Year four is when things really start to get weird for this isolated community of humans trying to maintain some sense of normalcy in a hopeless situation. Cults begin to form, praying to the light of distant stars, and MR and Isagel are released from jail to help out with the jobs there are no longer enough people to perform (too many suicides), and they soon discover things are going to shit. Here’s a particularly unsettling moment, apropos of nothing connected to anything else in the narrative, showing just one of the disturbing changes that has taken place among the human society and its fracturing subsocieties.
These stranger elements actually end shortly thereafter, when Isagel discovers the probe approaching the Aniara, and everyone rallies in hopes of recovering fuel the ship can use to get back on track. It doesn’t work, of course, because the theme of this movie is that everything is meaningless in the grand scheme of things, and that there’s not really much difference between humanity on Earth and humanity in a giant spaceship cruising into the unknown; we’re all just trying to make life as best we can. (The key difference, the film suggests, is that we’ve got nature to connect with here on our little planet, and it keeps us sane.) It’s a severe, stark, and pessimistic film, devoid of much hope or anything resembling warmth, save for the fleeting joy of MR’s family that gets cruelly taken away soon enough. I’m really not selling how much I enjoyed watching it.
Still, there’s one scene that stands out as the most go-for-broke out-there, humanity-has-lost-it’s-damn-mind, let’s-go-wild sequence in the entire film. This would be the Mima-worshipping orgy cult, led by the woman who first made up the story about MR sabotaging Mima that got our hero thrown in prison in the first place. They stand in the destroyed Mima hall, naked, holding mirrors while a nude man is brought in to mount this head woman, then another, and another, until each member of the cult starts making out, one things leads to another (you know how it is at these sex cult parties!), and, well, see for yourself. Needless to say, this is extremely NSFW:
Likelihood it will rise from obscurity: The more I think about it, the more I think it may have a shot. This thing is tailor-made for midnight screenings at liberal arts colleges, where stoned sophomores can ruminate on the fundamental absence of a teleology to existence, save for the illusory nature of those that govern our collective myths, histories, and imaginary instantiations of society. Good times.
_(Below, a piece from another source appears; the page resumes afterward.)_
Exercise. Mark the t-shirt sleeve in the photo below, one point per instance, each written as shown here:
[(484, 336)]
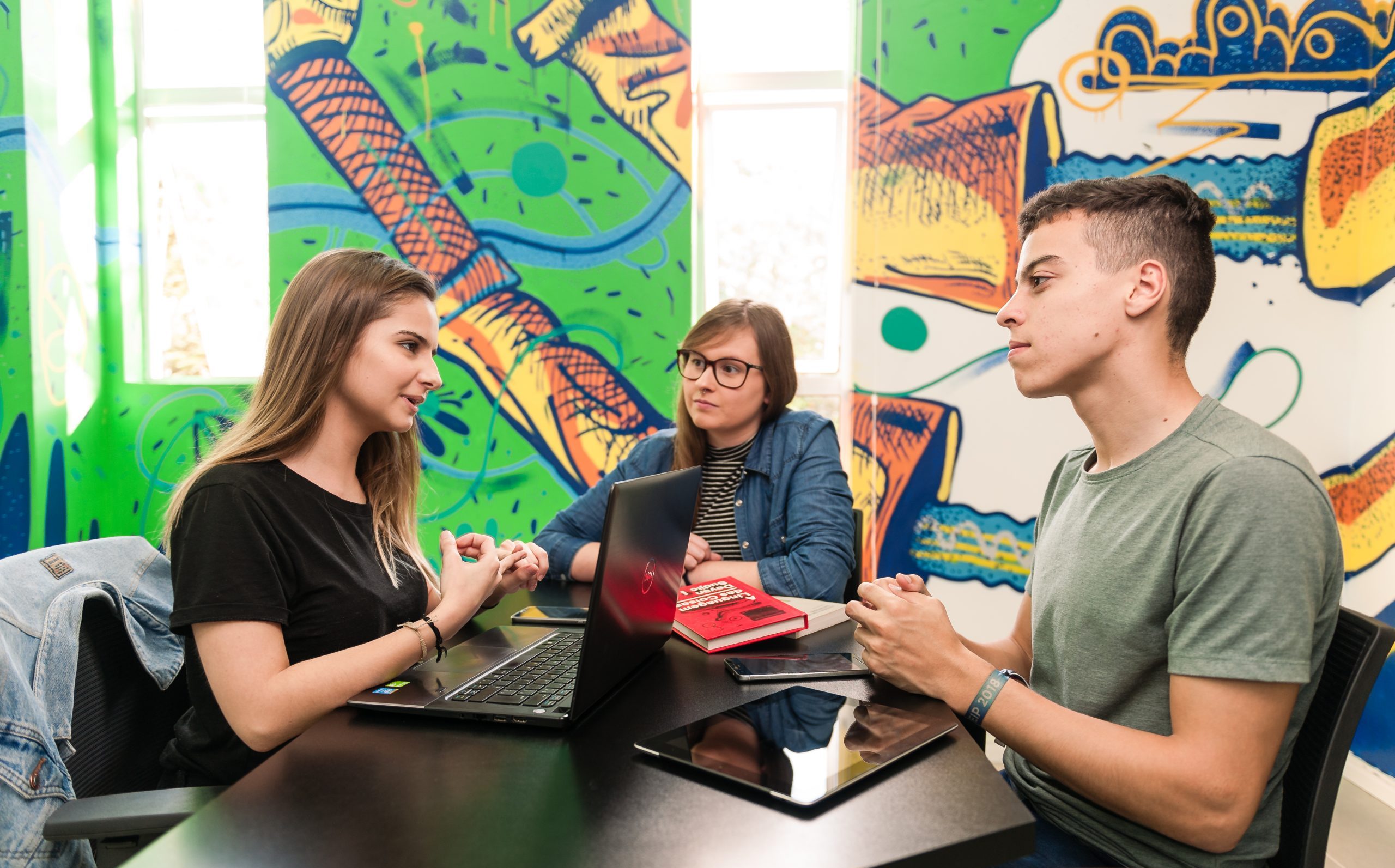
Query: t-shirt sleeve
[(227, 561), (1048, 504), (1252, 564)]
Damnable commentary track or special feature? All the behind-the-scenes featurettes are focused on the technical aspects of the film: visual effects, production design, sound design, and an art gallery depicting the conceptual design of the Aniara. They’re interesting enough, but no substitute for the feature I want to see, which is footage of each actor’s response when they first turned to the last page of the script and saw “Year 5,981,407.”